I read feature lists of editors like this and wonder why people just don't use a good IDE like IntelliJ. It does everything in this list and a lot more with minimal configuration.
1. The configuration time for stuff like this in ST2 is comparable with IntelliJ.
2. IntelliJ costs more.
3. IntelliJ is simply better for Java than ST2 (more significant time-saving professional features), but not necessarily so for other languages (it becomes less clear cut with languages like ruby).
4. ST2 replaces your standard text editor, IntelliJ doesn't.
It is hard to pin down the author's bias, or yours, without understanding what kind of development the author has done. I look at this as more of a Text Mate 2 vs Sublime Text 2 post.
Thanks for explaining this, b/c editors I use (albeit inside IDEs) all do what the OP is drooling about. I figured he had to be comparing Sub 2 with some other editor that he doesn't specify.
Ignoring what other users have said (bloat, speed, noise, etc), I find that my code in an editor like ST2/TextMate/VIM ends up being substantially better and more maintainable than code written in a full-blow IDE. The full-blow IDE may mask code smell by making it easy to push on when things get ugly.
For a trivial example, if you can't remember the name of some function you wrote in another module, it may be the case that the function was poorly named or the code you are currently writing is trying to do too many things. In an full-blown IDE, it doesn't feel wrong; in a simple text editor, it actually hurts. (Yes, ST2 has autocomplete, but IIRC, it's based on a tokenizer, not a parser. In either case, I operate with it disabled.)
IMHO, it's a trade-off. It requires marginally more mental effort to compose code without the features of a full-blown IDE. This marginal increase in effort may slow me down considerably in the beginning to middle parts of a project compared to someone using a full-blown IDE; however, by the time I "catch up," my code will probably be more conducive to safe expansion and maintenance, and for all but trivial projects, that's the majority of development time.
I tried switching from vim to PyCharm about a year ago.
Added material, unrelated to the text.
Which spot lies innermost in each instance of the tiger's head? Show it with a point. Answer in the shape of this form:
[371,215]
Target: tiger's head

I found it incredibly slow.
With vim or ST2, I do my work and don't think about the editor keeping up. With PyCharm, my typing could briefly outrun the editor. The editor would catchup, but it was just distracting.
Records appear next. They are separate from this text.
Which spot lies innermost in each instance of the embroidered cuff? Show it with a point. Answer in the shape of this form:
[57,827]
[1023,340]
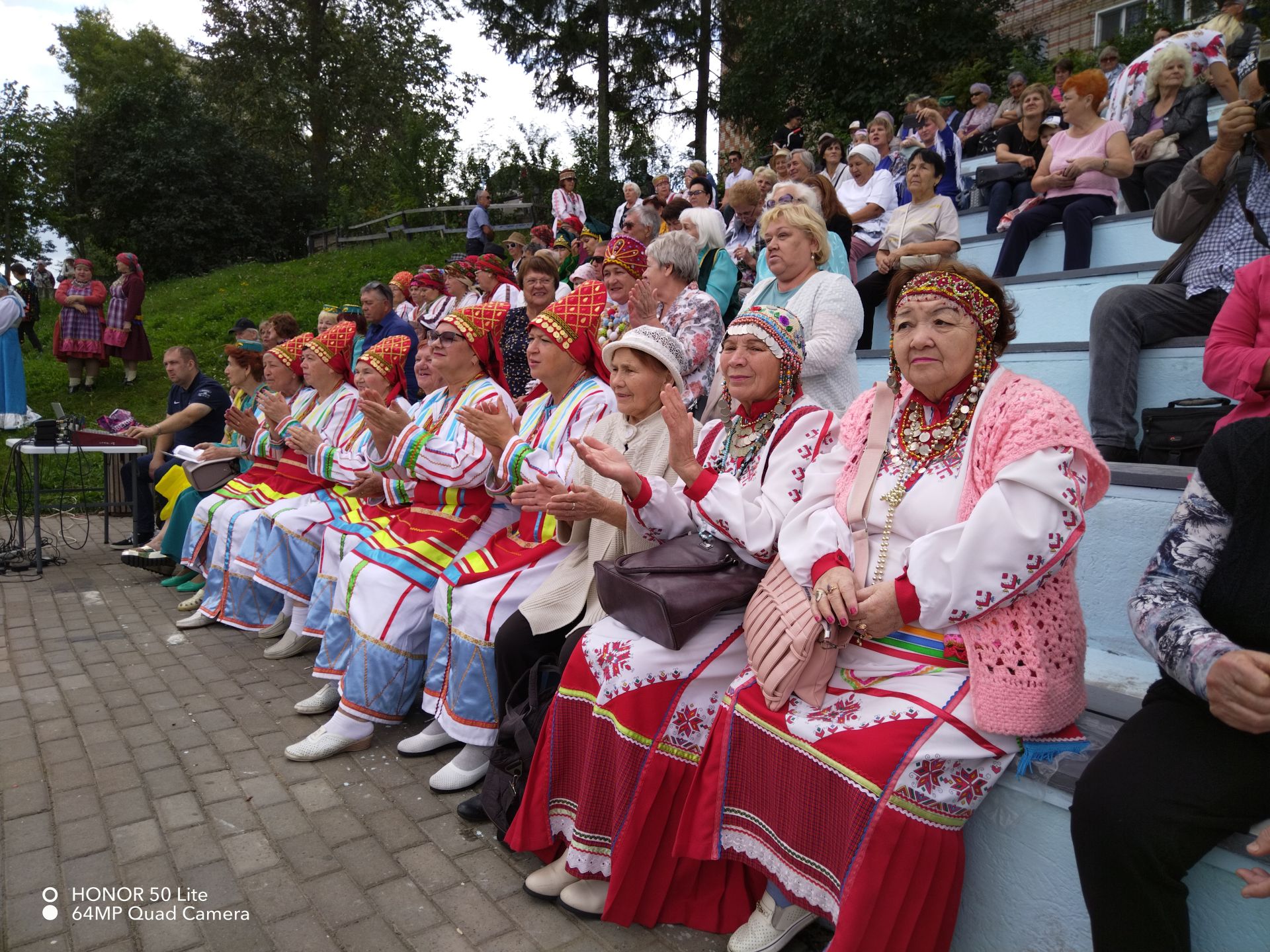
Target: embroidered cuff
[701,485]
[825,563]
[906,597]
[644,495]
I don't think the IDE gave me any features that justified this distraction.
I can use IntelliJ for anything from Python to Ruby to Java to Go to Haskell.
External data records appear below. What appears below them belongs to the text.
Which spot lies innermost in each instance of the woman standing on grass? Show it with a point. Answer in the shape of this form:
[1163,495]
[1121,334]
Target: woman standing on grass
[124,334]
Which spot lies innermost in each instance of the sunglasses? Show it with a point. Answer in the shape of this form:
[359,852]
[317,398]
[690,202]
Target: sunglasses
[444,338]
Sure it takes a little longer to start up than a no-plugin Emacs or Sublime Text, but it also does a lot more and I don't have to fiddle with it to make it work.
The Go and Haskell support is better in ST2 than in IntelliJ. For Python and Ruby, it depends. IntelliJ is unquestionably better for Java, though.
Also, consider that ST2 is in its infancy and how developed its language support already is (see SublimeClang, for example). As ST2 becomes more popular, it might compete with the most developed IDEs.
I think that's unlikely. ST2 is already exceptionally fast and complete as an editor. As an IDE, ST2 requires plugins. These plugins are written in Python (which can use libs written in C) as opposed to vimscript or elisp. Moreover, these plugins aren't required for editing text files (or having SublimeClang isn't going to significantly slow down editing python files).
Vim and Emacs kill that argument. Neither is slow, and both are older than dirt in computer years. Sublime Text may continue the march without becoming super slow as well. I'm sure a Java-focused IDE could be fast and excellent, but that's not their focus.
Yes, but I think many wouldn’t want to have all the other features a full-blown IDE offers.
While ST2 requires configuration to add the bare-necessities people would take for granted from an IDE, if you went with the latter you still have to do configuration to pair things down to the most minimal-environment you’re comfortable with.
I liked using IntelliJ IDEA for Java development. However the reasons I now use Komodo Edit and ST2 over PyCharm/IDEA for Python are: IntelliJ has slower startup times, does certain things slower, takes up a lot of memory, does not look as nice. I do not need most of the functionality it provides and prefer having something snappier.
>I read feature lists of editors like this and wonder why people just don't use a good IDE like IntelliJ. It does everything in this list and a lot more with minimal configuration.
Because we don't want a slow, Java based IDE, that goes over the uncanny valley in all platforms.
I do use Eclipse, which is not much better than IntelliJ, for Java editing. But I wouldn't bother with it for JS/PHP/Python/Ruby etc...
2. IntelliJ costs more.
3. IntelliJ is simply better for Java than ST2 (more significant time-saving professional features), but not necessarily so for other languages (it becomes less clear cut with languages like ruby).
4. ST2 replaces your standard text editor, IntelliJ doesn't.